Nasal polyps and malignant tumors should be how to identify?

Thursday, April 3, 2008 · Posted in

Nasal rare primary malignant tumors, and most of nasal sinus cancer secondary. Early tumor occupied part of the nasal cavity, may occur intermittently side of a small number of unilateral nasal obstruction and epistaxis or T blood. Tumor necrosis often fester Nongti a bloody stench. Increase the tumor can cause persistent nasal obstruction. Examination showed nasal tumors, gray surface of a red or pink, rough, or with fester, the more brittle texture, in contravention of easy bleeding. Sometimes can be a papillary tumor, mulberry or irregular-shaped block.

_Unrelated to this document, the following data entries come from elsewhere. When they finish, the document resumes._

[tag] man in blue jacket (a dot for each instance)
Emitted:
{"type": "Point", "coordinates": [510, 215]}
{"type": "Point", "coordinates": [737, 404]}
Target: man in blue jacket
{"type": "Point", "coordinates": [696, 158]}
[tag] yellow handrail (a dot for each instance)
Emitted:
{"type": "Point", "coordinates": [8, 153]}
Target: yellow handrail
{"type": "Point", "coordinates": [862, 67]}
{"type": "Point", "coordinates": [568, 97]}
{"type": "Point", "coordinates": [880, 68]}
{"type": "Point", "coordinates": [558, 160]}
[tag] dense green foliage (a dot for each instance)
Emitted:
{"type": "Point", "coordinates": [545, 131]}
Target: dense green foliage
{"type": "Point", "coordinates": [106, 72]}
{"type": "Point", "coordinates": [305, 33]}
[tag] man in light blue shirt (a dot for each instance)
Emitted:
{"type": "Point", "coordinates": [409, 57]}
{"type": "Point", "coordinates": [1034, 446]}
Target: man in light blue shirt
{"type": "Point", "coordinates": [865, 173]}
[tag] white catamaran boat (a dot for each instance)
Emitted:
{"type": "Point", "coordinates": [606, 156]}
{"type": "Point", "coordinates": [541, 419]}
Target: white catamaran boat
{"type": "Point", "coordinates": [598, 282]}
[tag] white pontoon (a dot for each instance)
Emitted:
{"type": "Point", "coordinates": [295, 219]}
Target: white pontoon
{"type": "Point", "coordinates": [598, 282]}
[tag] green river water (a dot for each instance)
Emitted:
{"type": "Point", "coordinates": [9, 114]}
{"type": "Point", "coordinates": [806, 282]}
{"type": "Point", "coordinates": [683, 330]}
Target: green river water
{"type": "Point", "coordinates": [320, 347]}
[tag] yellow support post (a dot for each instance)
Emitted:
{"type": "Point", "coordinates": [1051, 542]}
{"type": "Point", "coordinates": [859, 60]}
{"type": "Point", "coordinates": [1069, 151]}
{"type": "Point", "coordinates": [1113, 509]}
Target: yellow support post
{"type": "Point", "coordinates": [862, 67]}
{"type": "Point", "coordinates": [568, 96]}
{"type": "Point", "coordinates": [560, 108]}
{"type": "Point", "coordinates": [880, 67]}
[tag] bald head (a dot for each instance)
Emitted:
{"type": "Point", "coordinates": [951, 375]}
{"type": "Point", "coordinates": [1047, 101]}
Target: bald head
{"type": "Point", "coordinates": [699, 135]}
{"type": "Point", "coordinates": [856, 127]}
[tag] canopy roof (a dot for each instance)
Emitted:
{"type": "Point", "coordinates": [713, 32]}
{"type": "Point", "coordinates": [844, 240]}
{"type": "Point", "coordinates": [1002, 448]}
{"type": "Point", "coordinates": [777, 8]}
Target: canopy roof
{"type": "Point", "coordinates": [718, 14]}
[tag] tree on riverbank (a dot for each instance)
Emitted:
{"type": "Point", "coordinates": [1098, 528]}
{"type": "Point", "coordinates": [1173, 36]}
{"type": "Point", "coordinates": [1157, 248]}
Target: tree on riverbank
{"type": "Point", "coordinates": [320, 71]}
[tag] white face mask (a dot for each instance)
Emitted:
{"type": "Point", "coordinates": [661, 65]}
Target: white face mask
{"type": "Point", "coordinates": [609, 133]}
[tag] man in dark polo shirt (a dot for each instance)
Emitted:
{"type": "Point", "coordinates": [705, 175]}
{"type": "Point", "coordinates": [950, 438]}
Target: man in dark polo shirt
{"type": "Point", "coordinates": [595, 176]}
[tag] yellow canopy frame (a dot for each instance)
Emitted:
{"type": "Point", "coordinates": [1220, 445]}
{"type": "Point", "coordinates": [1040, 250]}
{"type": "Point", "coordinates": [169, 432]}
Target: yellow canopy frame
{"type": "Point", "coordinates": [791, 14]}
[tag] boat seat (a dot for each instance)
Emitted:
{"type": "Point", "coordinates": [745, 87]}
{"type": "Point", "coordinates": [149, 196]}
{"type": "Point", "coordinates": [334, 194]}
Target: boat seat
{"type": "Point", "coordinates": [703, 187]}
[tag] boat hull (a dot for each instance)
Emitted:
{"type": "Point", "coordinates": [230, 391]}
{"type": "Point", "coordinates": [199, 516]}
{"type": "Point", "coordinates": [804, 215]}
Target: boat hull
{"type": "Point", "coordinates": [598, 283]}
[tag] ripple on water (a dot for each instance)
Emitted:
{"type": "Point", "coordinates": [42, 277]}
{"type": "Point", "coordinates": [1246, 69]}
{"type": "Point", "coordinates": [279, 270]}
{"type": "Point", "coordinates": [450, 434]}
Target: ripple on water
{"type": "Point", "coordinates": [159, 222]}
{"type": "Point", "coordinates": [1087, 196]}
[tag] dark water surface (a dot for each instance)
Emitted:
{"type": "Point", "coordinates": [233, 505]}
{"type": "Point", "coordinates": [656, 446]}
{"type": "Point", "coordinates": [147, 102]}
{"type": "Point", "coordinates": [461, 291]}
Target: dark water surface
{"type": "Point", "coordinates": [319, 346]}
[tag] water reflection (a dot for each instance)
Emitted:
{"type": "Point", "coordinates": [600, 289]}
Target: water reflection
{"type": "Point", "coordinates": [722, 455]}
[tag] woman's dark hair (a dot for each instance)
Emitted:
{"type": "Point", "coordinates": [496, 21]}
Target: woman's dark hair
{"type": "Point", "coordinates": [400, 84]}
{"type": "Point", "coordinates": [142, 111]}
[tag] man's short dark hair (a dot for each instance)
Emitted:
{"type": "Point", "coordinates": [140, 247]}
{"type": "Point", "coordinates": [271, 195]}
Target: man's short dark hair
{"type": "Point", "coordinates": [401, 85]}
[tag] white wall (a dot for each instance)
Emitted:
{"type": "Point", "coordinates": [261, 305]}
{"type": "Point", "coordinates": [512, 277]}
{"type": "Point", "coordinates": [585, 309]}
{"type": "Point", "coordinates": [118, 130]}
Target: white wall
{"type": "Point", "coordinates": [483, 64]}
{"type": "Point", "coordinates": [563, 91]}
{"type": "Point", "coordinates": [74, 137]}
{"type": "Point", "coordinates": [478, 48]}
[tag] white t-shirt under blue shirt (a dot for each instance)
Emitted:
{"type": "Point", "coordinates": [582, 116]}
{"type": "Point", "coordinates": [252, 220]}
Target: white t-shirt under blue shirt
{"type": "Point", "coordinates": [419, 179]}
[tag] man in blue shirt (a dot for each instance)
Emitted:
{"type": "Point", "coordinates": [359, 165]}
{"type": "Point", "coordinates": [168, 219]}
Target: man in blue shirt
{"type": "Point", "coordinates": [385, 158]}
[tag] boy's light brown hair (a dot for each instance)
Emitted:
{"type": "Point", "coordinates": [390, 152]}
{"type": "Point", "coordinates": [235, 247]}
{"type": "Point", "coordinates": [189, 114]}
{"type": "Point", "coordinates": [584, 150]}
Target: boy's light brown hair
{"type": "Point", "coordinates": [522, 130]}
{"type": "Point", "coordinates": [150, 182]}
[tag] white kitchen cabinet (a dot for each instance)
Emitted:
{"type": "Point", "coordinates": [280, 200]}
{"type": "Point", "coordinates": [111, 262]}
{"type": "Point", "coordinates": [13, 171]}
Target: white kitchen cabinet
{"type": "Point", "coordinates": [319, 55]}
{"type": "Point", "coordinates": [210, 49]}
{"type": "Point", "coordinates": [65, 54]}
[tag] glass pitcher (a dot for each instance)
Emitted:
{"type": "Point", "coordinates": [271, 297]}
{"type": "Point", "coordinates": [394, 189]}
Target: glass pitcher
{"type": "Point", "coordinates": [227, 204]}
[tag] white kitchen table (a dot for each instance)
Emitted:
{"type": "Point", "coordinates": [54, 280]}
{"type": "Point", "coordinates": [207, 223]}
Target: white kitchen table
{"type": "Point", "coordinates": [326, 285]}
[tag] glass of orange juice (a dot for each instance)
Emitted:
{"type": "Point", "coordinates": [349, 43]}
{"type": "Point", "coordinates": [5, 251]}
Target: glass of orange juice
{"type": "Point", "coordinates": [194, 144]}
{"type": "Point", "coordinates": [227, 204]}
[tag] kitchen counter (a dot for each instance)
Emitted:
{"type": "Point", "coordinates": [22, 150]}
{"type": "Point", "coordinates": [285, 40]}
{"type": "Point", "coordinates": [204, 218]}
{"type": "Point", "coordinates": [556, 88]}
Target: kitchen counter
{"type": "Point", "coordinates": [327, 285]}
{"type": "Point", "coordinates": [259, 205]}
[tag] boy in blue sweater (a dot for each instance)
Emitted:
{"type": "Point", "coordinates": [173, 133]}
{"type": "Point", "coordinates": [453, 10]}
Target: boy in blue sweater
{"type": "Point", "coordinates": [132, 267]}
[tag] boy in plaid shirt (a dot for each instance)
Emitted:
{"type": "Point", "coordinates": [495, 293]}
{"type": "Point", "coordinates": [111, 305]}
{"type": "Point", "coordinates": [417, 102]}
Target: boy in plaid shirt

Malignant tumor in the nasal cavity also eye, neck, head manifestations, but also in distant metastasis. When the tumor, there may be violations of orbital eye ectopic, exophthalmos, diplopia, tears overflow, and other symptoms. Examination showed two asymmetrical, prominent of the eye movement of the medial orbital full uplift. Tumor metastasis to the neck, in the ipsilateral neck mass, texture hard, pushing the inactive. Patients often nervous headache and Touchan, advanced tumor invasive base of the skull, cranial nerve palsy produce the corresponding symptoms. With the development of the situation, common organ such as the lung liver metastasis.
Compared with nasal cancer, nasal polyps were continuing, and no T epistaxis blood, no foul smell secretions. Nasal neoplasm smooth surface, gray or pink of translucent, the soft touch, pain may shift, a cancer biopsy. There is no eye, neck, head of the abnormal performance, as if no-no Exophthalmos; no neck mass and lymph nodes; no facial numbness, severe migraine and distant metastatic lesions.